Turkmenistan: Theoretically, Free Nominations and Glasnost in Elections
The state daily Neitral'nyi Turkmenistan ran an interview with parliamentary officials December 2 that purports to illustrate how elections will be free in Turkmenistan.
The only problem is that the enabling legislation to guarantee a plurality of political parties has never been passed, and every aspect of the nomination process will be at the discretion of local officials.
Last time "free" elections were held in 2007 and Gurbanguly Berdymukhahmedov handily prevailed, there were some opponents permitted to spoke at carefully-choreographed regional meetings on approved topics that gave the public a bit of a chance to vent about mismanaged agriculture or poor education. So we can expect some of that next February in the next presidential elections, but it does not appear at this time as if the all-powerful Turkmen leader will legalize any serious alternative parties, much less allow any real rival to appear on the scene.

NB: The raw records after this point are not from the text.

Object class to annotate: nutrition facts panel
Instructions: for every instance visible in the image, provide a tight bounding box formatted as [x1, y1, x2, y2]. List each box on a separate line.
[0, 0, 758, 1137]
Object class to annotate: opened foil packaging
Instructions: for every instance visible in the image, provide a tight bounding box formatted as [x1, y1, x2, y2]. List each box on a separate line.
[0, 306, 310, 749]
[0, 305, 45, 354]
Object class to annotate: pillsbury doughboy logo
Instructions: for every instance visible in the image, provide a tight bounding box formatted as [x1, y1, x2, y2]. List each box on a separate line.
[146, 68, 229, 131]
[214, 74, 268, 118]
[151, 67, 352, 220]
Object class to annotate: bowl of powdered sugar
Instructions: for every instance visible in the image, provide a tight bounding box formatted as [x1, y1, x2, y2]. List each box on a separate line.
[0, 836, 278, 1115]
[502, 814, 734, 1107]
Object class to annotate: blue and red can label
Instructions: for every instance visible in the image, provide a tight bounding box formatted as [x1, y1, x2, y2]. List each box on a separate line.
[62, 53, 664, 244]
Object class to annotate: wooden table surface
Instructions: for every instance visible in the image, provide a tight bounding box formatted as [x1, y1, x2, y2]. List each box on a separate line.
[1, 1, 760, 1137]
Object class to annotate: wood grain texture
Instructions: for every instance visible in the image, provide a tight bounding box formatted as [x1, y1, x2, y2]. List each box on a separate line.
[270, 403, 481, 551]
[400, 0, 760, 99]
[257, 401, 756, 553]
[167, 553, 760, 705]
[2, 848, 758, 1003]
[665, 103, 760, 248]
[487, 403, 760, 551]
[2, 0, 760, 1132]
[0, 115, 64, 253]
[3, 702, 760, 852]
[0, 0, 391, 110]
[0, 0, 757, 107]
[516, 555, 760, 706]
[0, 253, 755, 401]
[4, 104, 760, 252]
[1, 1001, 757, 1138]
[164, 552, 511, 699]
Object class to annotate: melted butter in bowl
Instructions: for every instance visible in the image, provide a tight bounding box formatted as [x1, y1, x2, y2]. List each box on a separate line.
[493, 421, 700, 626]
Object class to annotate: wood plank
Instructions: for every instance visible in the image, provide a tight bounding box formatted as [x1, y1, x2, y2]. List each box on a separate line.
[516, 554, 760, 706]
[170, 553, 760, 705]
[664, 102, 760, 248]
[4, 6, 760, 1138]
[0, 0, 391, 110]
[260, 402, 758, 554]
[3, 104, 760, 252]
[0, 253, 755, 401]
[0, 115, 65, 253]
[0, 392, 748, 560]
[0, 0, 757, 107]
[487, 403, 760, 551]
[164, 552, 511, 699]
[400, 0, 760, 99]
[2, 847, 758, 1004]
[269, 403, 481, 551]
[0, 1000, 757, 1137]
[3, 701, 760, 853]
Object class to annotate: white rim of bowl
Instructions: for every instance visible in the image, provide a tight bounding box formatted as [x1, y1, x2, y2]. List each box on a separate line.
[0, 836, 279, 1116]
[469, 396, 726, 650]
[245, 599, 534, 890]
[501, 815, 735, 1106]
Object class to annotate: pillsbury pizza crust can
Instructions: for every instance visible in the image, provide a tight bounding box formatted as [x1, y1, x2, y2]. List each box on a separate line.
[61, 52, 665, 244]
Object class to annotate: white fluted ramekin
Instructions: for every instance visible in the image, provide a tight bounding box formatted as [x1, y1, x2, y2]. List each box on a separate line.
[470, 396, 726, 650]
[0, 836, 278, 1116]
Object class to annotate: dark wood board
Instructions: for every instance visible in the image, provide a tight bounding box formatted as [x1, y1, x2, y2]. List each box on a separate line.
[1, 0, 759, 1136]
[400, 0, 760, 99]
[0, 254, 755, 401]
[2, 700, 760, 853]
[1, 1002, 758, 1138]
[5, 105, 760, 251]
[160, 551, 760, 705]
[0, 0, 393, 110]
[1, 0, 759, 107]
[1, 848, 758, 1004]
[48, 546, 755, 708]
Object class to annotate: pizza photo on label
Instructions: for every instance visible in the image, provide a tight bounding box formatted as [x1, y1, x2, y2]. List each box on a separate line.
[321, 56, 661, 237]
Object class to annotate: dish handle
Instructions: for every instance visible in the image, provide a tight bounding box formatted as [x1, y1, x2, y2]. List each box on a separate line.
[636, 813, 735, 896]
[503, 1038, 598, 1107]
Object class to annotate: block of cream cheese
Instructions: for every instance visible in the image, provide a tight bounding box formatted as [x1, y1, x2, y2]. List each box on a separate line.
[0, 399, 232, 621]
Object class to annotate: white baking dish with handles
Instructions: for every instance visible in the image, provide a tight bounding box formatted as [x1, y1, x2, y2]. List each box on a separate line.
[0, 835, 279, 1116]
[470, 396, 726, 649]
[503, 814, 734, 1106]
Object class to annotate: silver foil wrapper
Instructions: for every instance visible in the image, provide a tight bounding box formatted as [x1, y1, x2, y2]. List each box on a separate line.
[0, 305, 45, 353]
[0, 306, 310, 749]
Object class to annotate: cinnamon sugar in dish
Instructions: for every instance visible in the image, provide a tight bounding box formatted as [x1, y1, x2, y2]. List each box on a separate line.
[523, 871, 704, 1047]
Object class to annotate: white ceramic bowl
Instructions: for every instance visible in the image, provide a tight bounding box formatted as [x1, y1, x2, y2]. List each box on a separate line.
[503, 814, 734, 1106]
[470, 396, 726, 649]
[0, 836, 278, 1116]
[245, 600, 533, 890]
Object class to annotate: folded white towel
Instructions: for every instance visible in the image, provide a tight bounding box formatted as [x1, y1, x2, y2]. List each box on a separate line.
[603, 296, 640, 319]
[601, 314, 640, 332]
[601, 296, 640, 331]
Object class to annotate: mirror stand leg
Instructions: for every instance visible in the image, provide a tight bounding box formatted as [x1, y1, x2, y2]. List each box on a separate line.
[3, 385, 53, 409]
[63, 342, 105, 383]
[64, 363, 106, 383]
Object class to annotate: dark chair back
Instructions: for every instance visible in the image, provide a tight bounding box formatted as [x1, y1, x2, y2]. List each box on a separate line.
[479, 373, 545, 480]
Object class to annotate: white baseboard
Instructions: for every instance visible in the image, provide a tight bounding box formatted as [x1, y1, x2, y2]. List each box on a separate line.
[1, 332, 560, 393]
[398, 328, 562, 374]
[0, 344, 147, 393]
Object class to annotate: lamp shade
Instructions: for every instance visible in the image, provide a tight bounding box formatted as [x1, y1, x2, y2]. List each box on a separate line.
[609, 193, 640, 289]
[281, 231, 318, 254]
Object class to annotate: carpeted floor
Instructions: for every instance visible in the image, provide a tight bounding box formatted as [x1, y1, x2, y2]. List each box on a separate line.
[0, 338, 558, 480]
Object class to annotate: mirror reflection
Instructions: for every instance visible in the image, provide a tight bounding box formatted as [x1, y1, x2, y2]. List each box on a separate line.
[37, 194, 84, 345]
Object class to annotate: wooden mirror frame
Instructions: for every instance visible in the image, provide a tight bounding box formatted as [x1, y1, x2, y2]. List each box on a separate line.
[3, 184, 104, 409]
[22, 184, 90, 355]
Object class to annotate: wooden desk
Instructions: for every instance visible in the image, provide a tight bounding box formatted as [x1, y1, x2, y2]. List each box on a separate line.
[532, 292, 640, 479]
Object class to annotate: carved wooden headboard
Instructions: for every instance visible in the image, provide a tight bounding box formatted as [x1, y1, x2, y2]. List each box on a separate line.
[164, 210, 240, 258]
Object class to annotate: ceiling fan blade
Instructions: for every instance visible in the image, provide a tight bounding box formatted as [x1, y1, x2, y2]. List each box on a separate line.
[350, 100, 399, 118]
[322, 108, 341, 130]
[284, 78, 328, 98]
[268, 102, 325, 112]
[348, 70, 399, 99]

Gurbangul Bayramov, chairman of the Mejlis (parliamentary) Committee on Work with Local Representative Government Bodies and Self-Management was interviewed by Neitral'nyi Turkmenistan and asked about participation in the elections by civic groups.
Bayramov cited the constitutional guarantee for citizens to "create political parties" (note the plural) and other civic associations and the obligation for them to "conduct their activity under the law". So in theory, people could just form a group and show up -- except there is no law to govern them. The law on civic associations permits citizens to "create associations on the basis of common interests to achieve common goals." But they must register at the Ministry of Justice -- and there's the hitch -- officials will only legalize those organizations that are loyal to the government.
The Law on the Elections of the President of Turkmenistan says that political parties and civic associations have the right to appoint national observers, nominate their representatives to electoral commissions at all levels and nominate candidates as president. Getting your group a spot on the electoral commissions is vital, as these bodies determine the real conditions for elections. But this is another level where state loyalists will ensure conformity with the regime's wishes.
The law theoretically allows political parties and civic associations the right to conduct campaigns and "freely and comprehensively discuss the electoral programs of candidates, their political, business and personal qualities." Yet if there were any protest rallies complaining about the current president, of the sort seen in Russia this week, they would likely be rapidly dispersed by police as "disturbance of the peace."
Neitral'niy Turkmenistan also interviewed Shirin Ahmedova, the former head of the Presidential Institute for Democracy and Human Rights, who is now a member of the Mejlis Committee on Local Representative Government and Self-Management. She said that people who live in the same district can form a group of voters, and after registering in the appropriate electoral commission, take part in elections on an equal basis with civic organizations. So that means in theory, even if you don't have a party or a civic group, you could form a district-based voters' group and run a candidate. But the brave few who tried this in the past either found themselves not registered on technicalities or even arrested.
Another potential damper on participation in a meeting to nominate an opposition candidate -- all participants must register with their name, date of birth, and place of residence.
A headline on the Russian edition of the official website used the same word which Soviet President Mikhail Gorbachev popularized in the 1980s: "Glasnost (openness) is a Guarantee for Free Elections." The article said national and foreign election observers would be allowed, and both Turkmen and foreign press could cover the elections.
To avoid a conflict of interest, government officials, judges, prosecutors, members of electoral commissions and the presidential candidates themselves cannot serve as election observers. Foreign election observers may be invited, however they cannot "conduct activity not related to the observation of the preparation and conducting of the elections" or risk losing their accreditation. They must also adhere to a strict time period. That's clearly to prevent any outside organizations that might train campaign managers and candidates, rather than just stick to a strict observation role. But as we know from WikiLeaks, USAID and other agencies have come and gone in Turkmenistan for years and held numerous trainings, so far with little effect.